Auch Butter und Frischkäse waren selbstgemacht. Aus 10 Litern Milch kann ich etwa 250 g Butter und ein Kilo Kräuterfrischkäse herstellen, in unaufwändiger Form. Die Molke, die bei der Käseproduktion entsteht, bekommt der Nachbar für seine Hühner. Von denen wiederum kommen die Eier für das Frühstück. Bei so einem Frühstück komme ich ins Erinnern: Früher hat ein Kleinbauernhof alles gehabt, ein, zwei Kühe, dito Schweine, eine Hühnerschar, dazu Kartoffelfelder, Getreide für die Tiere, Heuwiesen.

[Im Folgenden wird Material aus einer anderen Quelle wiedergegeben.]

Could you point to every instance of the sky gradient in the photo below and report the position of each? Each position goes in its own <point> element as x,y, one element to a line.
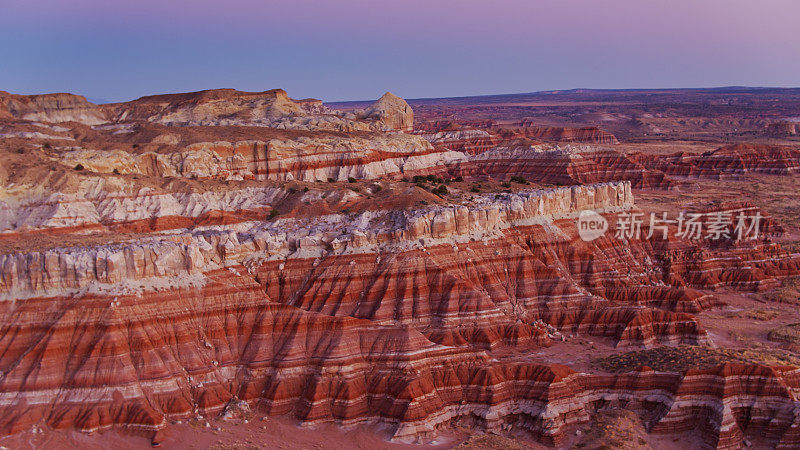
<point>356,49</point>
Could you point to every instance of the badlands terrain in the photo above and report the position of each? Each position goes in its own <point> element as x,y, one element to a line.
<point>226,269</point>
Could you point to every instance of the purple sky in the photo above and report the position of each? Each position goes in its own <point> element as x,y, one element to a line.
<point>357,49</point>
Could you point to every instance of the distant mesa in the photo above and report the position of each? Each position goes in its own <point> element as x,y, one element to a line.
<point>390,110</point>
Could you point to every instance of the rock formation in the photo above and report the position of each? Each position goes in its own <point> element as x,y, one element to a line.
<point>206,253</point>
<point>392,111</point>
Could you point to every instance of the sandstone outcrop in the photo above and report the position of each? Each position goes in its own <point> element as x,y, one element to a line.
<point>200,254</point>
<point>390,110</point>
<point>51,108</point>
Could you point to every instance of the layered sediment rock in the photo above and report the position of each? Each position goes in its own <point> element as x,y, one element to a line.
<point>303,158</point>
<point>592,135</point>
<point>196,292</point>
<point>390,110</point>
<point>50,108</point>
<point>562,165</point>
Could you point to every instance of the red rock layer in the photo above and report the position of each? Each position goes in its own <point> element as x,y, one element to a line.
<point>88,364</point>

Unser Nachbar der Alten Schule Fredeloh, ein „Eingeborener“, erzählt mir oft davon, dass sie so einen Hof hatten. „Wir brauchten kaum etwas kaufen“. Von der heutigen Zeit aus klingt das idyllisch, anheimelnd, doch nicht umsonst hat der Nachbar später den Hof nur noch nebenbei betrieben und ist in der Maschinenfabrik in der nächsten Stadt angeheuert. Auch war das Leben auf so einem Hof menschlich gesehen nicht immer unkompliziert, mit mehreren Generationen unter einem Dach.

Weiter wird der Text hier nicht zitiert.